Mariana Razo, Staff Writer

This past month, one film has taken the entertainment industry by storm. Parasite made history on January 5th at the 2020 Golden Globe Awards by becoming the first Korean film winner for winning Best Foreign Language film. It also became the first non-English-language film to win Best Picture at the Oscars, along with 4 other Oscars.

According to the New York Times, Parasite “raked in more than $35 million on its way to winning four Academy Awards.”


Photo: Oscars

This film, according to Los Angeles Times, is “Directed by Bong Joon Ho and co-written with Han Jin Won, the genre-blending story of a poor South Korean clan that manipulates their way into the employ of a rich family…” Parasite is mostly described as pointing out the classism in South Korean society. By showing the gap between the rich and poor, this allowed many to create a connection to the story, which captivated the audience.

When accepting his award at the Golden Globes, director Bong Joon Ho, stated, “Once you overcome the 1-inch-tall barrier of subtitles, you will be introduced to so many more amazing films.” This refers to how Bong hopes that this could break the subtitle barrier and that subtitles could be normalized since there are many amazing films that are not in English. Not only can this expose more films, but these awards also boosted Asian representation in the industry.

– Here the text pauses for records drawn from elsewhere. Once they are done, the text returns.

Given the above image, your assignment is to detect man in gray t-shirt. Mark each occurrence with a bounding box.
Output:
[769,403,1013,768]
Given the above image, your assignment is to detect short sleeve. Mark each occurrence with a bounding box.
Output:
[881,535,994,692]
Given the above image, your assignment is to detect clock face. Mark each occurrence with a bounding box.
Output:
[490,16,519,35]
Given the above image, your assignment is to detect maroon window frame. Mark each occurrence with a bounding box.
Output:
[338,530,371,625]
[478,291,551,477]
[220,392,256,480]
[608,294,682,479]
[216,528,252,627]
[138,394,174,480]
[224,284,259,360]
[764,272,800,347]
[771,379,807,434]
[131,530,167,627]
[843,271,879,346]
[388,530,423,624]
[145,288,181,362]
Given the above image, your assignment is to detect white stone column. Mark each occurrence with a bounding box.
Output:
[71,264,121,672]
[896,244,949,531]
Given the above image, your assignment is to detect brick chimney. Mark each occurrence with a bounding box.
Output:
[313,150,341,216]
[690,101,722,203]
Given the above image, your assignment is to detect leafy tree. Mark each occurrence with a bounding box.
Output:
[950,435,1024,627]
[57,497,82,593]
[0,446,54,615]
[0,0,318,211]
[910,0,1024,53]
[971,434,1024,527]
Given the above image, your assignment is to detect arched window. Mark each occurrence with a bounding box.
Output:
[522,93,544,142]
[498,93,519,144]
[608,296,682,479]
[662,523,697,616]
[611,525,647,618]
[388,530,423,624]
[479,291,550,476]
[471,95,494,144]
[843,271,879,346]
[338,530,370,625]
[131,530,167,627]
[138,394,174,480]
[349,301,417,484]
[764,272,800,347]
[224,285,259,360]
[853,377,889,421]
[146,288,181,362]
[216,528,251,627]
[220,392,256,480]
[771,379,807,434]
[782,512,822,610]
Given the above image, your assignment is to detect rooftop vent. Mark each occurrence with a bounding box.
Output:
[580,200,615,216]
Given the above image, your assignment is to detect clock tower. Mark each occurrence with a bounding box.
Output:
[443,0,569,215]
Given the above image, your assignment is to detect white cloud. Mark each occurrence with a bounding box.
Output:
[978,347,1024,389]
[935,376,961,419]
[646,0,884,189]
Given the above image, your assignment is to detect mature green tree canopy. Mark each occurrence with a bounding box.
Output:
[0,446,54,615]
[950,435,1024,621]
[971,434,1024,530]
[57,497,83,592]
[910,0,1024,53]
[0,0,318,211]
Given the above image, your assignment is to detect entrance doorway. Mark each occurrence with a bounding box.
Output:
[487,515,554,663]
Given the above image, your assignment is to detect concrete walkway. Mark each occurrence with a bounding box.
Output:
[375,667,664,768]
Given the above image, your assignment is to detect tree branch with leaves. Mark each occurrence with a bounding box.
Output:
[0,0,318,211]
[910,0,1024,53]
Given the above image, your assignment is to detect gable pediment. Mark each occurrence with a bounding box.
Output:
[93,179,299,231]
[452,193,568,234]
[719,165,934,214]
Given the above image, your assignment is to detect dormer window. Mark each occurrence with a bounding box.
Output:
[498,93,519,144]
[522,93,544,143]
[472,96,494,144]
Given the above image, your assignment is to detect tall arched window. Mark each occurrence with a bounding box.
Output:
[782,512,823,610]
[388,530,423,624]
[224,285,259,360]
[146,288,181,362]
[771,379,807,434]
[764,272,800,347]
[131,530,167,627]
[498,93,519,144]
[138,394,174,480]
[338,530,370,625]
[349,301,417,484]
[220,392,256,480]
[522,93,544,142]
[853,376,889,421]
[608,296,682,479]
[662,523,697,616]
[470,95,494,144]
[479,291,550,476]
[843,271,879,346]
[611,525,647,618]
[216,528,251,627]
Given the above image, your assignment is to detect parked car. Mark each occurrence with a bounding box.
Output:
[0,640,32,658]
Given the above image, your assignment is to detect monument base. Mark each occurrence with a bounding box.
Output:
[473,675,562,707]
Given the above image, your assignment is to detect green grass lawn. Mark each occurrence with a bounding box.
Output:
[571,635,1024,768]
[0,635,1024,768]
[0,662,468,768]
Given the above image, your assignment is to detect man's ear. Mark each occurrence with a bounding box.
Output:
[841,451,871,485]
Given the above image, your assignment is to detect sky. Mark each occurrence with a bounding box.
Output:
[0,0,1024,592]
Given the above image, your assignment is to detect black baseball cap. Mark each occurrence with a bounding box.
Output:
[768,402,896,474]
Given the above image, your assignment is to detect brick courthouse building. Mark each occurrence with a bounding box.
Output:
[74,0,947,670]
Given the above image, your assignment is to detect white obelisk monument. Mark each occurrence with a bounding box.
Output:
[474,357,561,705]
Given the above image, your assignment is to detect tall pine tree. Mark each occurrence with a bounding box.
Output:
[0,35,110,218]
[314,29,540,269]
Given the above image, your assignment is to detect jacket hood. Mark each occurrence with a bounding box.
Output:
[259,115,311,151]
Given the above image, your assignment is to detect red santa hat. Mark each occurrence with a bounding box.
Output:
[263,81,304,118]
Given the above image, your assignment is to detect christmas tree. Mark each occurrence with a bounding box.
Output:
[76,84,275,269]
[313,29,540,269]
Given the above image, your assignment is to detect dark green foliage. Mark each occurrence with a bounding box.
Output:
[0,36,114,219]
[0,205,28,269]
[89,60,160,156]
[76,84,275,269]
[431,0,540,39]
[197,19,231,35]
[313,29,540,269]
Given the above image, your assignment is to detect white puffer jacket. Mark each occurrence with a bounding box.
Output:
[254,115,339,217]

 Tim Smith, an Associate Professor of Cognitive Psychology, stated that “When you’re watching a subtitled movie, you have to be engaged with the screen and be more attached, but once you engage with that, you can have as rich an experience as if it were your language.”


Picture: CJ E&M


Another foreign language that is commonly known in the general public is Train to Busan, which is on Netflix and was popular during its release. When thinking of a foreign film, most think about this zombie movie; however, there are more to foreign films than Train to Busan and Parasite. With the breakthrough of these films, hope for other movies to achieve the same has risen.

“People were already overcoming these barriers through streaming services, YouTube, social media,” said Bong, “In the environment that we currently live in, I think we’re all connected. Naturally we will come to a day when a foreign language film or not, it doesn’t really matter.”

Parasite is currently in theaters, and has English subtitles. Reflecting the works of Bong, this is a great start to Bong’s hopes of normalizing subtitles. This night at the Oscars set a path of accepting not only foreign films, but other languages as well. It is important to recognize that the entertainment world has more to it than the English language. Overall, this movie is setting the path for other foreign films to come into the light.